3 Document 8. Slave Population and Sugar Production in Selected Colonies, 1703 to 1817

Year Slave Population Tons of Sugar Produced Jamaica (British) 1703 45,000 4,782 1730 74,500 15,972 1754 130,000 23,396 1789 250,000 59,400 Saint-Domingue (French) 1764 206,000 60,000 1777 240,000 76,000 1791 480,000 78,696 Cuba (Spanish) 1774 44,300 10,000 1792 85,900 18,571 1817 199,100 43,415

Document 9. Olaudah Equiano, freed slave and prominent abolitionist, The Interesting Narrative of the Life of Olaudah Equiano, 1789

Another negro man was half hanged, and then burnt, for attempting to poison a cruel overseer. Thus, by repeated cruelties, are the wretched first urged to despair, and then murdered, because they still retain so much of human nature about them as to wish to put an end to their misery, and retaliate on their tyrants. These overseers are indeed for the most part persons of the worst character of any denomination of men in the West Indies. Unfortunately, many humane gentlemen, but not residing on their estates, are obliged to leave the management of them in the hands of these human butchers, who cut and mangle the slaves in a shocking manner on the most trifling occasions, and altogether treat them in every respect like brutes.

Document 10. A conversation between Osei Bonsu, Asante king, and British diplomat Joseph Dupuis, 1820.

Taking up one of my observations, he remarked, “The white men who go to council with your master, and pray to the great God for him, do not understand my country, or they would not say the slave trade was bad.

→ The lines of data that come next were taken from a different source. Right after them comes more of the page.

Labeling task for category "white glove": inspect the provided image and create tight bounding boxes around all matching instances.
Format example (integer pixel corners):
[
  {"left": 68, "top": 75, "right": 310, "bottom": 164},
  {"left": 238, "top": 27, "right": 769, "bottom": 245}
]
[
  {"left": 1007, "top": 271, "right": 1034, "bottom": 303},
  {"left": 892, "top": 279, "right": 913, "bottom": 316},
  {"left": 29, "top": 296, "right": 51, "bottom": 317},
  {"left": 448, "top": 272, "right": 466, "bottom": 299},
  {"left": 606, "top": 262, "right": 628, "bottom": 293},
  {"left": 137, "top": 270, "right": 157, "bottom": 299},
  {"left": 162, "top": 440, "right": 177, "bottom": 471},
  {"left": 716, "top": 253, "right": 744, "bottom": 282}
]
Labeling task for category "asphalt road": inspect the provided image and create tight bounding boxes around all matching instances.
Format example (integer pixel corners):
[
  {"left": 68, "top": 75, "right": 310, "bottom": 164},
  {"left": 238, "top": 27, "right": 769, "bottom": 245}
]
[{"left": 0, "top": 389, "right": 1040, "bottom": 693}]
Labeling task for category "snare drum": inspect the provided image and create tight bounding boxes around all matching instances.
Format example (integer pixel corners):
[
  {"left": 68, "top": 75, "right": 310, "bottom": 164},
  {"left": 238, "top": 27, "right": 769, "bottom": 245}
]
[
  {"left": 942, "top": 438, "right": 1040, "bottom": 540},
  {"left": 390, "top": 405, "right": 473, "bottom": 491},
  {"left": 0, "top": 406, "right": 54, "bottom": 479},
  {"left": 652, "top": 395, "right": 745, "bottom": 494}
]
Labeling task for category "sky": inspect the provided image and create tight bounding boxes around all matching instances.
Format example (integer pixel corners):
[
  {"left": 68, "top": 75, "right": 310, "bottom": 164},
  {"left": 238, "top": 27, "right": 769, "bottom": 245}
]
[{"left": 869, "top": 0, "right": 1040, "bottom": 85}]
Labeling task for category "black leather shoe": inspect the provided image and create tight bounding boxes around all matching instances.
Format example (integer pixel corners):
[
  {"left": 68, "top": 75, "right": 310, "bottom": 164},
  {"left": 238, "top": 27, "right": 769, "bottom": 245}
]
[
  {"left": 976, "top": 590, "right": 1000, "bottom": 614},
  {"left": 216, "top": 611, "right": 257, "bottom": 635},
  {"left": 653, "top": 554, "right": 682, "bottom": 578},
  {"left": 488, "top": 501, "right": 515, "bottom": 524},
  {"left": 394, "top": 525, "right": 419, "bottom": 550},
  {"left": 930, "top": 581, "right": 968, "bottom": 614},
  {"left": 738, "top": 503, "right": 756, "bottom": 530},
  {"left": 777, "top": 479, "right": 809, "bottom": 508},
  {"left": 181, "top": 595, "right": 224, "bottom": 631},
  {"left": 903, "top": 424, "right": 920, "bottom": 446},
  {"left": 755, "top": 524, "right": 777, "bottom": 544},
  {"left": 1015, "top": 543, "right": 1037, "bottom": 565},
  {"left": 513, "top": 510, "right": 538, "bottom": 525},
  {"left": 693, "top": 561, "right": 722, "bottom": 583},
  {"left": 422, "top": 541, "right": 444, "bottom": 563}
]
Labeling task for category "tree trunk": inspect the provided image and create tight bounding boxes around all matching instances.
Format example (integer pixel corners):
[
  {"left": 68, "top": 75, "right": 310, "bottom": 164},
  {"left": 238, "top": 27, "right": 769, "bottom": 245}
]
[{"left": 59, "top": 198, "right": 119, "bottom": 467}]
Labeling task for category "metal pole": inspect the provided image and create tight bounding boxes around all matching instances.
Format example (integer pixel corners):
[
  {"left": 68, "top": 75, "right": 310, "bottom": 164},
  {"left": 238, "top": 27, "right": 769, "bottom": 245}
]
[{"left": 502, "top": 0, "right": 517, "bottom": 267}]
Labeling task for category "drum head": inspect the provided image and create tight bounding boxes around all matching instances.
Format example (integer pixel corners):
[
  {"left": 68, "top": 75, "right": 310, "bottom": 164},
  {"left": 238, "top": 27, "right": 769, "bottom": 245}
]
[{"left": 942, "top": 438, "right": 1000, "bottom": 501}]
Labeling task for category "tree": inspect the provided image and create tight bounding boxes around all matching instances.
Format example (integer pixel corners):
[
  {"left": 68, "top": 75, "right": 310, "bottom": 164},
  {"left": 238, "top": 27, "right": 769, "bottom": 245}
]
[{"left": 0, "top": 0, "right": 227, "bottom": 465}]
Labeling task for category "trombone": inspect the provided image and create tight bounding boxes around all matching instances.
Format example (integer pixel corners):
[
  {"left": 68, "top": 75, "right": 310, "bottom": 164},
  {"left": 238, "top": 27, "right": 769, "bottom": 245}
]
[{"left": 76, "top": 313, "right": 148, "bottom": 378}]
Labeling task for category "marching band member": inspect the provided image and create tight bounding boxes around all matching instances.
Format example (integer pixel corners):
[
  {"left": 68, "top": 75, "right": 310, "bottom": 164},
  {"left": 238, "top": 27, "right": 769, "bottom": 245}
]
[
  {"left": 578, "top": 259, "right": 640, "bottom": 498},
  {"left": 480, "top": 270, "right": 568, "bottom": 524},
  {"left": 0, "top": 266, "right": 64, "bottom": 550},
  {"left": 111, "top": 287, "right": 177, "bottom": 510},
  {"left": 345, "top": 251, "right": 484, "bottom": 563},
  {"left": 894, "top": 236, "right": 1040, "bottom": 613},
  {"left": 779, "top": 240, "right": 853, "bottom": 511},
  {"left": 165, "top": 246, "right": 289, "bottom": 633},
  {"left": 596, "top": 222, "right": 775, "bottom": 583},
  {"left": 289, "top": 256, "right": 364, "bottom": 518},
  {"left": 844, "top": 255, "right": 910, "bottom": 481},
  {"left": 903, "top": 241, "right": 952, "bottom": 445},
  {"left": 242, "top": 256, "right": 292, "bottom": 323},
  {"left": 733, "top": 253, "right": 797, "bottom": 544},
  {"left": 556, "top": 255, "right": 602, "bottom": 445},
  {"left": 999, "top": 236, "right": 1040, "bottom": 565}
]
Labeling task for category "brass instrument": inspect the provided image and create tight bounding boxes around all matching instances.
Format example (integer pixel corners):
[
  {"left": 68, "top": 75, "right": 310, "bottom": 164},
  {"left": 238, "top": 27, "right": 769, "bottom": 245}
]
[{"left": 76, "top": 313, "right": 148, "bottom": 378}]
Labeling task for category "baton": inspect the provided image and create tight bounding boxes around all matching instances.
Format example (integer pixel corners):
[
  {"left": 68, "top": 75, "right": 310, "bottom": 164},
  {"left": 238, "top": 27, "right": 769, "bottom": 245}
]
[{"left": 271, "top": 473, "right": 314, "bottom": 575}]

But if they think it is bad now, why did they think it good before? Is not your law an old law, the same as the Muslim law? Do you not serve the same God, only you have different fashions and customs?

“If the great king would like to restore this trade, it would be good for the white men and for me too, because Asante is a country for war, and the people are strong… In the white country, if you go there, I will give you plenty of gold, and I will make you richer than all white men. I cannot make war to catch slaves in the bush, like a thief. My ancestors never did so. But if I find a king, and kill him when he is insolent, then certainly I must have his gold, and his slaves, and the people are mine too… I killed Dinkera, and took his gold, and brought more than 20,000 slaves to Coomassy… Unless I kill them or sell them, they will grow strong and kill my people. Now you must tell (your king) that these slaves can work for him, and if he wants 10,000 he can have them. And if he wants fine handsome girls and women to give his captains, I can send him great numbers.”